I have absolutely no expertise in this but I have a feeling that for machines to better us , they need to be engineered at least better than the human brain.And considering Watson is bleeding edge computer and needs a computer as big as a room and lots of power whereas the Human brain fits in a shoe box and can run on a glass of milk and a tuna sandwich - there is a quite a bit of ground to cover before we hit singularity!
How much power does it take to create a glass of milk and a tuna sandwich? To be sure, this Watson is unwieldy, but the gap might be closer than you think.
Also, Ken Jennings is 37, and you can bet he spent 20 years being trained by experts in human learning. So the question I have to ask is, could one train a human child to do this in the same time that Watson has been around? I suspect it's not possible, at least not with consistent results. It looks like Watson is only 5-10 years old, depending on your reckoning.
Please don't get me wrong, no doubt Watson is an amazing accomplishment but my point was it almost seems cocky that we talk about creating a level of intelligence on par of humans considering nature took millions and millions of years to do it.Mankind has made some decent scientific progress only in the last 200 years more or less and we have not be able to create even living organism as simple as a Virus yet.Again I have no background in these topics but just sounds to me that we are a little off when we talk about creating Singularity in the near future!
The thing with nature is that it's "design process" if one can call it that is really dumb. It tries random stuff and then basically hill-climbs. Significant redesigns are very improbable as a result.
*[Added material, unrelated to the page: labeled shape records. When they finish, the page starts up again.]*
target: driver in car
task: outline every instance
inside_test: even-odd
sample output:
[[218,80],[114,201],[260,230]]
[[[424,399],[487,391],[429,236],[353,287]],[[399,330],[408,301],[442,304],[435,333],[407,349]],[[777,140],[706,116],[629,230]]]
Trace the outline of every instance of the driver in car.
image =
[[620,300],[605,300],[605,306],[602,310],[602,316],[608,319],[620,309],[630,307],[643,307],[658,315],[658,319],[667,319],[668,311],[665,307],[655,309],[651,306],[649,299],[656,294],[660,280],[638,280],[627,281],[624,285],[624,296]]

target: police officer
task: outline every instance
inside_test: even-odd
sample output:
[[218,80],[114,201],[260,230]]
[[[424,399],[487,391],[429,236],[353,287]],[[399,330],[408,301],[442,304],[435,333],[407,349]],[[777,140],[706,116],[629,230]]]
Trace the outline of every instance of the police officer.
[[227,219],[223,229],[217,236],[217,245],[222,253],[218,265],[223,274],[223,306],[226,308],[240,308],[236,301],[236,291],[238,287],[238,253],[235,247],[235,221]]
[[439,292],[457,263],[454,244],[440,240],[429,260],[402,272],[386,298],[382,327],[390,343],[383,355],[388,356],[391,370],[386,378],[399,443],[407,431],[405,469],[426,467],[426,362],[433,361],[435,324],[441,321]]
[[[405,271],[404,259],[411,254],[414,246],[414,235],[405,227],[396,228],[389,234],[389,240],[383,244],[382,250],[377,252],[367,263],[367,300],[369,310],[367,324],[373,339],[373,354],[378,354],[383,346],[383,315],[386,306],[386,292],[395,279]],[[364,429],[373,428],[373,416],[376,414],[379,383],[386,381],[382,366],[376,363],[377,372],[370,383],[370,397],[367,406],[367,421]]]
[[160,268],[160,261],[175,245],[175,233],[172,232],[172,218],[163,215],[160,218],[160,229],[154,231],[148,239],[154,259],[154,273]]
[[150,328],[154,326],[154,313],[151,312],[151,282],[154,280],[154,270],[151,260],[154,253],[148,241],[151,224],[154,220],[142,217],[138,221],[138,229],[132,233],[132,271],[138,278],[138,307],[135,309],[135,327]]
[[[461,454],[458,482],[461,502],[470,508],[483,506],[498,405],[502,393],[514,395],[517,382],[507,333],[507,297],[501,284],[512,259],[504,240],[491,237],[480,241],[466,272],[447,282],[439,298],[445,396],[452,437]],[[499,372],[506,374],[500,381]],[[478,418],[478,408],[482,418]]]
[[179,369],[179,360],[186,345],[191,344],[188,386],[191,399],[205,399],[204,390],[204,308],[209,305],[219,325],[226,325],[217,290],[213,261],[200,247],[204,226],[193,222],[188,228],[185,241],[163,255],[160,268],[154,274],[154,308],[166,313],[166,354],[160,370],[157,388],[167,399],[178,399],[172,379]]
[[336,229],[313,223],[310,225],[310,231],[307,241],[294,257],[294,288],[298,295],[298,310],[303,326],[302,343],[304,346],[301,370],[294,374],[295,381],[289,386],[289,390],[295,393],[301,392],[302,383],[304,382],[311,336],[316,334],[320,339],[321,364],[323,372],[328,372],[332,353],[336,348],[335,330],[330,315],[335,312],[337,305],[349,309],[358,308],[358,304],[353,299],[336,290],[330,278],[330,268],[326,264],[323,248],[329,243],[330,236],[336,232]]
There's no direction to the optimization search.
I would certainly hope that we can do better than nature in this regard.
plus the way I understood , Watson has tons of algorithms of finding the answer and it runs all of those on the input in massively parallel system with processing speed much higher than the human brain , if Ken Jennings is using a much much smaller and slower device and still is almost par I think the engineering of watson is almost trivial compared to the Brain considering Ken's brains also tracking other 20 million parameters of his body and regulating all of that at the same time
Comparing the processing ability of the human brain with that of Watson is not meaningful. A computer also regulates a ton of parameters like CPU temperature, voltage, and so on. And every single unit has its own logic circuits for regulating internal stability.
What's meaningful is comparing energy and time required for creating a human or a computer capable of doing this, as well as maintenance costs.
And assuming Moore's law continues unabated, a Watson-scale machine will be competitive with a human within five to ten years. Given that it's already functional, I would bet money that it will be cost-effective compared to Ken Jennings by 2045, whether through advances in computing or energy. I wouldn't bet it will be sentient, but just that we can build one and set it up to answer questions cheaper than we can raise someone with as good a head for trivia as Ken.